Do not let depression go untreated. The condition becomes harder to manage when it is left to worsen over time. Reaching out to your family doctor or a walk-in clinic is always the right call.

Frequently Asked Questions About Workplace Depression

Can your job cause depression?

Yes, your job can be a significant factor in developing depression. Workplace depression can result from chronic job stress, job insecurity, a toxic work environment, or feeling a lack of control over your work. While a job alone may not cause depression, it can trigger or worsen it in people who are vulnerable.

What are the signs of depression at work?

Common signs of workplace depression include losing interest in your job, difficulty concentrating, withdrawing from colleagues, constant fatigue, and feeling hopeless about your career. Sleep problems and unexplained physical symptoms like headaches are also frequent signs. If these feelings last longer than two weeks, speak with your family doctor.

How common is workplace depression in Canada?

Workplace depression is very common in Canada, with approximately one in five working Canadians experiencing a mental health condition such as depression or anxiety. The number of workers showing signs of depression has grown considerably over the past decade. Job insecurity and high-stress environments are major contributing factors.

Should I tell my employer I have depression?

This is a personal decision, and you are not legally required to disclose a mental health diagnosis to your employer in Canada. However, if your depression is affecting your work, informing HR or a trusted manager may allow you to access workplace accommodations. Many companies also offer confidential support through an Employee Assistance Programme (EAP).

Where can I get help for workplace depression in Canada?

Start by speaking with your family doctor or visiting a walk-in clinic — both are covered under most provincial health plans. Your employer may also offer free counselling through an Employee Assistance Programme. If you are in crisis, call or text 9-8-8, Canada’s Suicide Crisis Helpline, available 24/7.

Can workplace depression be treated?

Yes, workplace depression is very treatable, especially when caught early. Treatment often involves a combination of psychotherapy — such as cognitive behavioural therapy — medication, and lifestyle changes.
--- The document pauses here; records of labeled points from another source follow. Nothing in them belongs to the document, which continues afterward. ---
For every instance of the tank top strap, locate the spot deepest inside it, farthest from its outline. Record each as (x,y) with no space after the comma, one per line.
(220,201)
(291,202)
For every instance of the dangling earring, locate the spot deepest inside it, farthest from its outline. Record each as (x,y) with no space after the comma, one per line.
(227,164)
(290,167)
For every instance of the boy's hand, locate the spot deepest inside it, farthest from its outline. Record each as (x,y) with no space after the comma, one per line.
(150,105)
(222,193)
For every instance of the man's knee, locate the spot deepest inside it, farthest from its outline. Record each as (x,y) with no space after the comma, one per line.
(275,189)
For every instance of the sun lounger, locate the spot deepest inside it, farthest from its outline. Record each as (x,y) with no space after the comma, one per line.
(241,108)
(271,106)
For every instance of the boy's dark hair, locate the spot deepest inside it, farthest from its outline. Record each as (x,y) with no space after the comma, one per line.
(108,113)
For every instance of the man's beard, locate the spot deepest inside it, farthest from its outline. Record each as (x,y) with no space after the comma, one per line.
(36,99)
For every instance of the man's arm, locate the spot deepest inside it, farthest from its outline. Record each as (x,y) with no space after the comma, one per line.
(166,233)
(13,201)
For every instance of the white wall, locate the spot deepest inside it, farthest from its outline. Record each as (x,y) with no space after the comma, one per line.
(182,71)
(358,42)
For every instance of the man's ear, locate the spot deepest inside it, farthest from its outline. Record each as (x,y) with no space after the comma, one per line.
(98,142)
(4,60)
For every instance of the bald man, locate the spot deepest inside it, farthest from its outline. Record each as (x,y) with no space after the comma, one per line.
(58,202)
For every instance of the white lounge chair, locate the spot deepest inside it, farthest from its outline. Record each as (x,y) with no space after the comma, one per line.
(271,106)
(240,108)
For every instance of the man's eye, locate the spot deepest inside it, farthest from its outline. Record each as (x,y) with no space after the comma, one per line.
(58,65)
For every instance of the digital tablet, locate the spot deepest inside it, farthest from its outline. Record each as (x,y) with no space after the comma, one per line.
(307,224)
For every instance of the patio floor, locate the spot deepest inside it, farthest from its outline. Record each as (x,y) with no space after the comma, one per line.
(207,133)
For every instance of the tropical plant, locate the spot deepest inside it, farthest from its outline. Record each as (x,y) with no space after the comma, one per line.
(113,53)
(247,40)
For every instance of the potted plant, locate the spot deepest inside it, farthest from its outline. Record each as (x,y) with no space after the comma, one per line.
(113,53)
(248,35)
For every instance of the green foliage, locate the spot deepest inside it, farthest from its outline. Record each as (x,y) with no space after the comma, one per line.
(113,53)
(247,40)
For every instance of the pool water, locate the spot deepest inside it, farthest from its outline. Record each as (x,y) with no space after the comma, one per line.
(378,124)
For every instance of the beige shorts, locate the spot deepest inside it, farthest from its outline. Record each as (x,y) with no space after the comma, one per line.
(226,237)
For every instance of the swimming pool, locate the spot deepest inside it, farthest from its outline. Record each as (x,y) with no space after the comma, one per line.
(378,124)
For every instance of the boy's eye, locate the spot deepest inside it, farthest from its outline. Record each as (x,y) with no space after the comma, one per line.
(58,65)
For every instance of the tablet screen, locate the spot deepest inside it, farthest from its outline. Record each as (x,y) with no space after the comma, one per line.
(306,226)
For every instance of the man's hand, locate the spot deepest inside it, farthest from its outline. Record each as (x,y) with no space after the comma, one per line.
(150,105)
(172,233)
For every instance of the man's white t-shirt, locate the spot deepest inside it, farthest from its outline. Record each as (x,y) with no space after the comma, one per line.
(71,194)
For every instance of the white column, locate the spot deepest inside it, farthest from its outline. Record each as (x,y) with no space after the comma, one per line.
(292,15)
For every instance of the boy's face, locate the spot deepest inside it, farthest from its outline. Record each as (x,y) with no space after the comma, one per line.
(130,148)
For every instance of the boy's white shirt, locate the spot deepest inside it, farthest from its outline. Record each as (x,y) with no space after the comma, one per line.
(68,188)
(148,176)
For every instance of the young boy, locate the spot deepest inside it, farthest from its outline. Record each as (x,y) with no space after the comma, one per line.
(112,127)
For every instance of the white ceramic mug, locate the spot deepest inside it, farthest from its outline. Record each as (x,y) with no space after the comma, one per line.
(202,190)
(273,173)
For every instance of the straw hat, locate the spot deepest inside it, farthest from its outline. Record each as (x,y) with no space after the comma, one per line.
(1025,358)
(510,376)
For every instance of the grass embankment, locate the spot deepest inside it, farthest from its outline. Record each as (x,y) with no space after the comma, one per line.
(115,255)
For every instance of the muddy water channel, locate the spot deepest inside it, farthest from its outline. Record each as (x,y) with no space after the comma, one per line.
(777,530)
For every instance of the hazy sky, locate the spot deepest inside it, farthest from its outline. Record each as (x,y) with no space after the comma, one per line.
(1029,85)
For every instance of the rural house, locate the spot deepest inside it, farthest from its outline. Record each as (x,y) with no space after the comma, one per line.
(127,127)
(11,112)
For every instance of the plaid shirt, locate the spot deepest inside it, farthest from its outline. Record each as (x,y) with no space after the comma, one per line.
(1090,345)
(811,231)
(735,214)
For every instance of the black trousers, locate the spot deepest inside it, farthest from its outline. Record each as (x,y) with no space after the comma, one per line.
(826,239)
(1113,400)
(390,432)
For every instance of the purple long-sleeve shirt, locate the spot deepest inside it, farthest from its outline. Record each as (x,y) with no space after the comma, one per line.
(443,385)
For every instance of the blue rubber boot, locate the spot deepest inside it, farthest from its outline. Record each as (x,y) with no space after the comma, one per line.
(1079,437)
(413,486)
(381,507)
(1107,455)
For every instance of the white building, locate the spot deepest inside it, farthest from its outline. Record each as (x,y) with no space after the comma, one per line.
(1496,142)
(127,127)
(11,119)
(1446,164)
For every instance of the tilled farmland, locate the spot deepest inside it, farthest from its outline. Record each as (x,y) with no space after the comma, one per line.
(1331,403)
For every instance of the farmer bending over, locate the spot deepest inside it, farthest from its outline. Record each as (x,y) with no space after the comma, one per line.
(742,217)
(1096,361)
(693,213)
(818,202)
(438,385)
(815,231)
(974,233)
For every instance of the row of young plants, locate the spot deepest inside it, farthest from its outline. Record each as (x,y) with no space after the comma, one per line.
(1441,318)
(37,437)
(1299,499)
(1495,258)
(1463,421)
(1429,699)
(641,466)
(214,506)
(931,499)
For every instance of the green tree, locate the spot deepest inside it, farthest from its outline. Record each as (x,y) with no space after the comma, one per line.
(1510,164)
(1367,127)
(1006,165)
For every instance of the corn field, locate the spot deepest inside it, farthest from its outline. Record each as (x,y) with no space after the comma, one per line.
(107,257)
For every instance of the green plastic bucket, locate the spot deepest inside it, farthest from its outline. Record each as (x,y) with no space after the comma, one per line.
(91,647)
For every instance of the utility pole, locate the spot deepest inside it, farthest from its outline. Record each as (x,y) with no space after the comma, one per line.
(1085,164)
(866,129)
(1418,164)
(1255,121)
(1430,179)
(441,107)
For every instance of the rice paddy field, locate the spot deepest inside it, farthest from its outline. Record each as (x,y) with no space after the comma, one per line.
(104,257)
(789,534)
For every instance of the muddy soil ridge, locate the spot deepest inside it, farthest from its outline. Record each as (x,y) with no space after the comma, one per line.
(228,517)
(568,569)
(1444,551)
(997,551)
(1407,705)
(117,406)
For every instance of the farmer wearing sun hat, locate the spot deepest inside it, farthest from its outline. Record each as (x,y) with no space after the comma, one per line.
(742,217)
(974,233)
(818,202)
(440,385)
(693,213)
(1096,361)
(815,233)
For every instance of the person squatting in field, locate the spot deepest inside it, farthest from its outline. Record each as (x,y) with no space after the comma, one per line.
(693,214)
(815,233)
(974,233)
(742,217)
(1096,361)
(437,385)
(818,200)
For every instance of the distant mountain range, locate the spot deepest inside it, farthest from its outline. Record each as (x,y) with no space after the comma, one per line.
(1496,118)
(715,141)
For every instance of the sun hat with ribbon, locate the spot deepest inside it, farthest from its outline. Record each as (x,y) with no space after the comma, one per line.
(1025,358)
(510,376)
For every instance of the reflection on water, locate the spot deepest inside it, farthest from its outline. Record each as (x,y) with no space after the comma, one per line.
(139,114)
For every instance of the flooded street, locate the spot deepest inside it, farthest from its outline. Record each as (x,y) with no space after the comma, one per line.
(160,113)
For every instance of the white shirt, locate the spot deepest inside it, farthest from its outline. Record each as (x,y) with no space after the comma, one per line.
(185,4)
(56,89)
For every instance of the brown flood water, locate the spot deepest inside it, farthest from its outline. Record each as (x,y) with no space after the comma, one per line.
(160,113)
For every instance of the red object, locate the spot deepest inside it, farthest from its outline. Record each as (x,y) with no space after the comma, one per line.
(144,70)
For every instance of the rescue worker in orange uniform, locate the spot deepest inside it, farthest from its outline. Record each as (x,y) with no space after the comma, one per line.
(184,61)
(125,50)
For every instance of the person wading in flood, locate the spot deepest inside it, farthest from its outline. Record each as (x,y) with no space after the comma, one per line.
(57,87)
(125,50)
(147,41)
The earlier you seek help from your family doctor or a mental health professional, the better your chances of a full recovery.

Key Takeaways

  • Workplace depression affects one in five Canadian workers and is strongly linked to job stress and insecurity.

  • The three main warning signs are loss of pleasure (anhedonia), sleep problems, and — most seriously — thoughts of suicide or self-harm.

  • Other signs include difficulty concentrating, irritability, withdrawing from others, and unexplained physical symptoms.

  • Many workers suffer in silence due to stigma. Depression is a medical condition, not a personal failure.

  • Small lifestyle changes — social connection, physical activity, and setting work boundaries — can help, but are not a substitute for professional care.

  • If symptoms last two weeks or more, speak with your family doctor or visit a walk-in clinic. Most provincial health plans cover mental health visits.

  • Effective treatments include psychotherapy, medication, and referral to a psychiatrist. The sooner you seek help, the easier depression is to treat.

This article is for informational purposes only and is not a substitute for professional medical advice. If you are concerned about your mental health, please speak with your family doctor or a qualified healthcare provider.